Pero que esta guerra haya terminado, o se encuentre en fase de indefinido armisticio, no significa que el futuro sea halagüeño y excuse nuestra intervención. Hablo como padre de siete hijos, de los cuales seis están entre los 12 y los 39 años. Comprendo la alarma de cualquiera si suena el teléfono de madrugada, pues coches y motos lindan con féretros las noches de viernes y sábados.

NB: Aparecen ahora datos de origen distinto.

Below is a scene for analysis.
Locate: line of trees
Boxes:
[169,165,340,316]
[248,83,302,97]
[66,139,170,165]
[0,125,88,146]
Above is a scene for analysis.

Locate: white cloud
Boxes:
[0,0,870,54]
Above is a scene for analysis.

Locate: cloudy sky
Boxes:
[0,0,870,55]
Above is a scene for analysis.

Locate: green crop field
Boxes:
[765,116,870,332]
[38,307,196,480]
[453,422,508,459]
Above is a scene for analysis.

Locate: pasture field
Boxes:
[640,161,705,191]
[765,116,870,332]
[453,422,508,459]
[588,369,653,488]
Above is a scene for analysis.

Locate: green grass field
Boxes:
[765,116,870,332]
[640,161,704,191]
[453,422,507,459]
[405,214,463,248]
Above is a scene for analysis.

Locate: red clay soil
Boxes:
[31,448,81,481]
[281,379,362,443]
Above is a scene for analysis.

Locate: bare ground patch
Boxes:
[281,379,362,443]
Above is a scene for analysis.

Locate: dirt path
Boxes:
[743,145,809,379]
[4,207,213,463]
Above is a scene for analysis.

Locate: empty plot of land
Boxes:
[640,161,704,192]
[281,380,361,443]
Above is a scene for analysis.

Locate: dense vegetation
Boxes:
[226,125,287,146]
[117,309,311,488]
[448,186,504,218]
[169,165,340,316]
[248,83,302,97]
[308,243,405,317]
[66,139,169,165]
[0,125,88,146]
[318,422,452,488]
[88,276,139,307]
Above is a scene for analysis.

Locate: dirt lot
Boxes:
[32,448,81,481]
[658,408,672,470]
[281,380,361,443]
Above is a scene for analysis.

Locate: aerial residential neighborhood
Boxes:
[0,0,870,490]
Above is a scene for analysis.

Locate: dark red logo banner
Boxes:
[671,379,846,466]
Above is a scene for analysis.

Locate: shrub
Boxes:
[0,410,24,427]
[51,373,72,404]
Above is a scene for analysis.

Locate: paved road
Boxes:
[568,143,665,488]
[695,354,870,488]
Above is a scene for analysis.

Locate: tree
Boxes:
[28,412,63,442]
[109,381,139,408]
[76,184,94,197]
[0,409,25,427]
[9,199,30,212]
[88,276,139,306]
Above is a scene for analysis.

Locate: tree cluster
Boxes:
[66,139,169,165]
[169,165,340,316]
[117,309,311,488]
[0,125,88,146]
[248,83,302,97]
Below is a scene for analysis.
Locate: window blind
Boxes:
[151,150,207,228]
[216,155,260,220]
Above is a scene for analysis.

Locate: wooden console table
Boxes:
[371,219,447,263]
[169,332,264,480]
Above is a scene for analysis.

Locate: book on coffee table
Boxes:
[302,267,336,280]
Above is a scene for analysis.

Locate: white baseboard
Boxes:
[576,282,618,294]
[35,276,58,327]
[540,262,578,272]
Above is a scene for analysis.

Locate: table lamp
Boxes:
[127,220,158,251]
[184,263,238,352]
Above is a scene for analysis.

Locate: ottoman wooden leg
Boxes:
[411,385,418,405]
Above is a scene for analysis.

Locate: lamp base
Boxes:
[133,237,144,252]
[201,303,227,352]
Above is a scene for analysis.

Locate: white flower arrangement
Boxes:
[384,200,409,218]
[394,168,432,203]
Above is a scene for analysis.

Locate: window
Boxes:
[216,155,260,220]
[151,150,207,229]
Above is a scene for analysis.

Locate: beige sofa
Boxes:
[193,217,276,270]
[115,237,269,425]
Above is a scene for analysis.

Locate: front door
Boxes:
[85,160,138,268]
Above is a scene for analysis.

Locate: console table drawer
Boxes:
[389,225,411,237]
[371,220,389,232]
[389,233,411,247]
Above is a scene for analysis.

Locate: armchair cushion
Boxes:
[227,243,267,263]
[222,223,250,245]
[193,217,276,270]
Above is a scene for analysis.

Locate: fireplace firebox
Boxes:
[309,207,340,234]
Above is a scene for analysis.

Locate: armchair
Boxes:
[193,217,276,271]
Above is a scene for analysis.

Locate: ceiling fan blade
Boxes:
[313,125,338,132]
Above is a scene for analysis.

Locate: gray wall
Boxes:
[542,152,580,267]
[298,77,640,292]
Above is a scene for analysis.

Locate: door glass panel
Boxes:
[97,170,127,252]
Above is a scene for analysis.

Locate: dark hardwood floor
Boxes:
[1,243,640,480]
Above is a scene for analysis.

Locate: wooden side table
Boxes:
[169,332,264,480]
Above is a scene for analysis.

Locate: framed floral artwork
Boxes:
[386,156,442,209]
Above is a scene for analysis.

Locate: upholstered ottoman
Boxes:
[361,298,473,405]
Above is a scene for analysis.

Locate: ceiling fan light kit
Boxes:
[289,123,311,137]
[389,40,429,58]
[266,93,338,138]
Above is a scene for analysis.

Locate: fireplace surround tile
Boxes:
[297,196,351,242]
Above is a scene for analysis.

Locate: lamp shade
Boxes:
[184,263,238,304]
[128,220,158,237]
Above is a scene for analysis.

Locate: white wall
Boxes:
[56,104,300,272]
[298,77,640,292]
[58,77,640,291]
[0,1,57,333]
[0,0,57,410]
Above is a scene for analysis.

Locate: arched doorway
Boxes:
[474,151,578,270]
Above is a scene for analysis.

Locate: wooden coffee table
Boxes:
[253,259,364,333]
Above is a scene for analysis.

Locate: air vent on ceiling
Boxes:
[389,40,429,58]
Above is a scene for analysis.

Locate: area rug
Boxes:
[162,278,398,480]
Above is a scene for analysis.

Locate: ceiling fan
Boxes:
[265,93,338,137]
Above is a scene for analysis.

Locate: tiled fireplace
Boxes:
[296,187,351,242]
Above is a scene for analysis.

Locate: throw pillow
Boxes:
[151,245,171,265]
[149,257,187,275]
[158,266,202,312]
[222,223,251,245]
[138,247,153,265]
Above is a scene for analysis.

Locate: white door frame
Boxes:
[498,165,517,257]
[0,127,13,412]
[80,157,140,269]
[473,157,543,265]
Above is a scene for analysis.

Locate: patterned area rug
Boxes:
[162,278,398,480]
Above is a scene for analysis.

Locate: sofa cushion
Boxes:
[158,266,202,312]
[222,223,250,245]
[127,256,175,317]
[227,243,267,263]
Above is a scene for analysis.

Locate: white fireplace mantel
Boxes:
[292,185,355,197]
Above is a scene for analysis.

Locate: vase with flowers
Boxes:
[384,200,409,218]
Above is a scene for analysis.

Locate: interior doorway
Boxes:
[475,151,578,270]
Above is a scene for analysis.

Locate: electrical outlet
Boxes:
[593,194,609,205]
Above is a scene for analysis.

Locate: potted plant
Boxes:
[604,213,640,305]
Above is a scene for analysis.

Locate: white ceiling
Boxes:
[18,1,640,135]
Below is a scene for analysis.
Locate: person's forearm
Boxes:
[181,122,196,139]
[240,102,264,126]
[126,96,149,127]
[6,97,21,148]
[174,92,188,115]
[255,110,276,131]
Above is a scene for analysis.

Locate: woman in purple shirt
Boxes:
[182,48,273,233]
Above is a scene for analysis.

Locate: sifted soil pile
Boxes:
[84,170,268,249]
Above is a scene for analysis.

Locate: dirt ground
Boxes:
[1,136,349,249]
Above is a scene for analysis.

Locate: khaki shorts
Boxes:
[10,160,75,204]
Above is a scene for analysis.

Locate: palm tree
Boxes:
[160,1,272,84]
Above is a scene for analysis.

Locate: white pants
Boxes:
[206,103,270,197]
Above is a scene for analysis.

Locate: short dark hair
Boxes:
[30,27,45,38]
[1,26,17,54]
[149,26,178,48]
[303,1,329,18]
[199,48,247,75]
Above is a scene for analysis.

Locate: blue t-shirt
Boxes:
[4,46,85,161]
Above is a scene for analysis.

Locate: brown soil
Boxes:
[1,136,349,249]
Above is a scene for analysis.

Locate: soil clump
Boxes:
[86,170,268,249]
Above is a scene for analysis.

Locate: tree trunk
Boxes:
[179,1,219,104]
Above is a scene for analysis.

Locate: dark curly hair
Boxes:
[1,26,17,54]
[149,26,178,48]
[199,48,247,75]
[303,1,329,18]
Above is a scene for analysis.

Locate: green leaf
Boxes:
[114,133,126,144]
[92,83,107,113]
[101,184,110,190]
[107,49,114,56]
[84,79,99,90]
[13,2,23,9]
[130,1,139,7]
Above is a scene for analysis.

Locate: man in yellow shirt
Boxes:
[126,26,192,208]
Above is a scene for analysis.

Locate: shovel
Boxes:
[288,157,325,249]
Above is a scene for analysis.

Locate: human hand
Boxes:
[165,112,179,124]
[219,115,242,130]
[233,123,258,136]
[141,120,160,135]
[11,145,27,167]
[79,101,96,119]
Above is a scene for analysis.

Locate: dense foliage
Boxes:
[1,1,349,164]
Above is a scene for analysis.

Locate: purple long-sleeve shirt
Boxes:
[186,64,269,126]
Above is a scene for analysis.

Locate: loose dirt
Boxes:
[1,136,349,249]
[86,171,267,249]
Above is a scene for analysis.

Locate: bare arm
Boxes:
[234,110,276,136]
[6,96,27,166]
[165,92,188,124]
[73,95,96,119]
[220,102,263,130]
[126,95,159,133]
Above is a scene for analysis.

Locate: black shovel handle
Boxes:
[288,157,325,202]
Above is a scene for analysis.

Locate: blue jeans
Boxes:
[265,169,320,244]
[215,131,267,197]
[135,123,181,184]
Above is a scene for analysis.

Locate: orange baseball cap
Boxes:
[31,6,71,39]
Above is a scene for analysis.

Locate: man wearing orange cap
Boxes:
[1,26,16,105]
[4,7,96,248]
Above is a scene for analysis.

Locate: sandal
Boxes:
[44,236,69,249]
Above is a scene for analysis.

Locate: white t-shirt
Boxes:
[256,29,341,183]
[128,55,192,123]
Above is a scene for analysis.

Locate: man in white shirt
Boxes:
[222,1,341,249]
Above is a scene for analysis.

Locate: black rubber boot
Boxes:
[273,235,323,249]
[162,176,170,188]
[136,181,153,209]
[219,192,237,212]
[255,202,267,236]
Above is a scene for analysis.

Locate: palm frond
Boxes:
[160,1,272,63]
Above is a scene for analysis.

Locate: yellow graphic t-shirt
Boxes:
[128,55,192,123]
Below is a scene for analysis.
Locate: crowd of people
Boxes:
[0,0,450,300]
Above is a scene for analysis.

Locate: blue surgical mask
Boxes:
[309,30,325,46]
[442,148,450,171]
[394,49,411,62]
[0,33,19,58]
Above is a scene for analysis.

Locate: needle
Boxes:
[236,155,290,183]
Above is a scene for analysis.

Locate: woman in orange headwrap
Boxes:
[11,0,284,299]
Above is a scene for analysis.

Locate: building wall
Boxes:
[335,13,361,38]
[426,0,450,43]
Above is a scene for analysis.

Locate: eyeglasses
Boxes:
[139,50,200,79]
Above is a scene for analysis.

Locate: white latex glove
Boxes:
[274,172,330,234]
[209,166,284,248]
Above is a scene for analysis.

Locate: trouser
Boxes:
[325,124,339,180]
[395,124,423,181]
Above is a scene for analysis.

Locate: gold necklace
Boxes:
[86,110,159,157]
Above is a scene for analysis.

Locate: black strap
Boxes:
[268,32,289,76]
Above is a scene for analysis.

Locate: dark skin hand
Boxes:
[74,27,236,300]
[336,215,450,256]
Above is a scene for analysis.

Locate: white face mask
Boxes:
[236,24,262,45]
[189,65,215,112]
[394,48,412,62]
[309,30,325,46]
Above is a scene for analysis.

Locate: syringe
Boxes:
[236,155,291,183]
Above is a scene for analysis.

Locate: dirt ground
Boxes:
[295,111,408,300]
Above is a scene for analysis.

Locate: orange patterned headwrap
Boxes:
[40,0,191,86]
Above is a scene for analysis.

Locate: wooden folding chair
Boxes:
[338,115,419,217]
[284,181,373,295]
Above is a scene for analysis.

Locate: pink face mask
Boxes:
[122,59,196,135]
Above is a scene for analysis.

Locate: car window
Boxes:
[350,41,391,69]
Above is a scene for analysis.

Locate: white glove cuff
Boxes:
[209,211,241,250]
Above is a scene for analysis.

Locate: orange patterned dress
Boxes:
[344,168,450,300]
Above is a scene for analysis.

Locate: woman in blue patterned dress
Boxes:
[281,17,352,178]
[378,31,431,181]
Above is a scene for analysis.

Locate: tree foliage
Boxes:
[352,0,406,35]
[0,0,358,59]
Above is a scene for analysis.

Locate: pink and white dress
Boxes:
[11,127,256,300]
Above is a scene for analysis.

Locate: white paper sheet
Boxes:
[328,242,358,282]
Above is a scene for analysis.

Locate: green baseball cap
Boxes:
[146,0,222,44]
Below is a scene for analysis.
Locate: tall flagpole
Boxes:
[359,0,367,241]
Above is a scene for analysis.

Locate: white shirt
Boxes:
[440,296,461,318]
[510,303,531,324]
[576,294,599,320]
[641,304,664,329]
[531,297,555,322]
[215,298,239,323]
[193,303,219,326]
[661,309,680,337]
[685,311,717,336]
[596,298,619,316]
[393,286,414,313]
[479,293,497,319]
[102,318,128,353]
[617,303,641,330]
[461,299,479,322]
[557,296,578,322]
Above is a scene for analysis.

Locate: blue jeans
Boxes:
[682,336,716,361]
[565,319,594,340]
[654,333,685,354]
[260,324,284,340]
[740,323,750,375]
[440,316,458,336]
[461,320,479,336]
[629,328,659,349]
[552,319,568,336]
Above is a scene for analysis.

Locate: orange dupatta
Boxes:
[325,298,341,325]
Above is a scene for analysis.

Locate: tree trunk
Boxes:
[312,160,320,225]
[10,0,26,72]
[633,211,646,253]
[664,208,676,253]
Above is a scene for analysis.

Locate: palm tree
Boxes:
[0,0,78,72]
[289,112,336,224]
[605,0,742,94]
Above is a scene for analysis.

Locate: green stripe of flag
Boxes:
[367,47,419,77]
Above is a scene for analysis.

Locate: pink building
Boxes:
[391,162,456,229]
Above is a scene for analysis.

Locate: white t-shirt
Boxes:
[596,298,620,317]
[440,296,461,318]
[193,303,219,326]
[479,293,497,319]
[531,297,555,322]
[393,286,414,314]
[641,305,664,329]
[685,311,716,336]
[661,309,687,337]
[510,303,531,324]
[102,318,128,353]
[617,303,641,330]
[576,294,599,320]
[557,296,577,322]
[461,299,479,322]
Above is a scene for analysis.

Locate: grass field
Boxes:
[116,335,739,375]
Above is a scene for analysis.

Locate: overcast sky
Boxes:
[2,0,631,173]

Nuestra juventud vive un tiempo parecido a los años que siguieron al fin de la Ley Seca, celebrando alegremente la ruina del inquisidor, y temo que su fantástico aguante actual les pase en el futuro alguna factura impagable a los más marchosos. Tanto como me enorgullece que no sean crédulos ni timoratos y gocen su libertad, temo que la carretera, algún adulterante o un simple exceso de confianza les ponga en peligro o les haga perder demasiado el tiempo.

Holanda es un modelo de cordura. Al separar el cáñamo de otras drogas, lo que hizo fue no enajenar la confianza de sus jóvenes, lanzando al mismo saco todo salvo alcohol, tabaco y específicos de farmacia. Cuando montó laboratorios móviles para detectar adulteración en drogas distribuidas por discotecas, after-hours y raves, puso en práctica esa misma política de mitigar riesgos con realismo. También ha sido pionera en la administración de heroína como alternativa a la metadona. En ningún país hay una oferta de drogas comparable y ninguno tiene menos adictos de los clasificados como irrecuperables. Con mano izquierda, ha convertido aquello que en Malasia o Irán acarrea la horca en un negocio básicamente tranquilo, del cual viven incontables familias, fuente de un turismo que aprovecha a todos. Y aunque el dato subleve al cruzado prohibicionista, su consumo de cáñamo es sensiblemente inferior al español, e incluso al italiano e inglés.

Quizá el progreso técnico sea inseparable de una psiconáutica en aumento, que al ensanchar el espacio interior compense el paulatino recorte del exterior, instado por la presión demográfica y el precio del suelo. Tampoco es improbable que drogas por descubrir lleguen a ser obligatorias en ciertas circunstancias, como ahora lo son el cinturón de seguridad o el seguro a terceros. En todo caso, nuestros hijos desoyen el sermón prohibicionista, cuya presencia resulta por eso mismo contraproducente. Cuando hablamos de prevención sin camelo, será para ofrecer guías de uso, no de abstención. En efecto, a nadie se impone hoy la ebriedad con esto o lo otro, y huir de infortunios evitables pasa por sentar conocimientos en vez de prejuicios. Conocimiento y amor propio son la única brújula para navegar por las aguas turbias de una prohibición desobedecida.

Para acabar de hacer difícil esa navegación, falta el control de calidad vigente para farmacias, estancos y supermercados, haciendo que los objetos nominalmente prohibidos sean peligrosos no sólo en sí sino por su ignorada composición. Tras tanta guerra para redimir almas secuestradas por paraísos artificiales, cambiar esto de la noche a la mañana sería un nuevo acto mágico, consistente en exigirle por decreto al mercado negro que se convierta a la transparencia. Antes será preciso aceptar la simple realidad: que las drogas son cosas neutras, provechosas o calamitosas en función de usuario y momento, pues sólo su dosis convierte a algo en veneno.

Queda añadir que las leyes se derogan por otras leyes, o por desuso. Sólo sé que no sé nada, la máxima socrática, parece lo menos saboteador ante el cambio. Como padre de familia me interesa por eso el tipo propiamente compasivo de preocupación, que se liga a reducir daños. En vez del experimento eugenésico toca practicar una razón observante, sin fábulas sobre daños sobrenaturales como pérdida del alma o apostasía. El desafío del caso es que se nos llevarán los demonios si no enseñamos a dosificar con arte, como intentamos enseñar las profesiones. Pero ese arte pende de poder dosificar, algo imposible mientras brillen aún por su ausencia los compuestos puros.